(no title)
thor-rodrigues | 4 months ago
The simplest explanation would be “You’re using it wrong…”, but I have the impression that this is not the primary reason. (Although, as an AI systems developer myself, you would be surprised by the number of users who simply write “fix this” or “generate the report” and then expect an LLM to correctly produce the complex thing they have in mind.)
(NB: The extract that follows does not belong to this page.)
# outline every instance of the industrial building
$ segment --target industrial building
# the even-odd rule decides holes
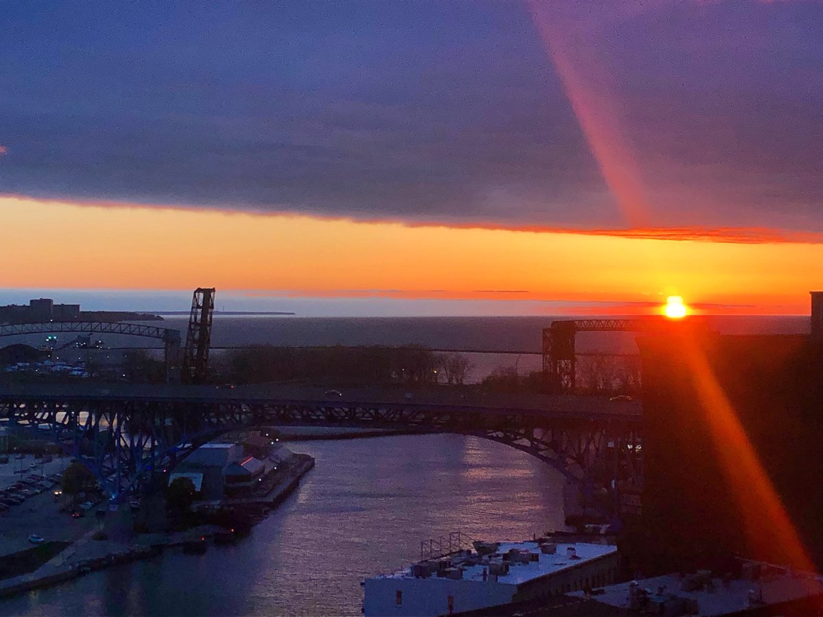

It is true that there is an “upper management” hype of trying to push AI into everything as a magic solution for all problems. There is certainly an economic incentive from a business valuation or stock price perspective to do so, and I would say that the general, non-developer public is mostly convinced that AI is actually artificial intelligence, rather than a very sophisticated next-word predictor.
While claiming that an LLM cannot follow a simple instruction sounds, at best, very unlikely, it remains true that these models cannot reliably deliver complex work.
WA|4 months ago
Some developers will either retrospectively change the spec in their head or are basically fine with the slight deviation. Other developers will be disappointed, because the LLM didn't deliver on the spec they clearly hold in their head.
It's a bit like a psychological false memory effect where you misremember and/or some people are more flexibel in their expectations and accept "close enough" while others won't accept this.
At least, I noticed both behaviors in myself.
benashford|4 months ago
Both situations need an iterative process to fix and polish before the task is done.
The notable thing for me was, we crossed a line about six months ago where I'd need to spend less time polishing the LLM output than I used to have to spend working with junior developers. (Disclaimer: at my current place-of-work we don't have any junior developers, so I'm not comparing like-with-like on the same task, so may have some false memories there too.)
But I think this is why some developers have good experiences with LLM-based tools. They're not asking "can this replace me?" they're asking "can this replace those other people?"
scuff3d|4 months ago
Mitchell Hashimito just did a write up about his process for shipping a new feature for Ghostty using AI. He clearly knows what he's doing and follows all the AI "best practices" as far as I could tell. And while he very clearly enjoyed the process and thinks it made him more productive, the post is also a laundry list of this thing just shitting the bed. It gets confused, can't complete tasks, and architects the code in ways that don't make sense. He clearly had to watch it closely, step in regularly, and in some cases throw the code out entirely and write it himself.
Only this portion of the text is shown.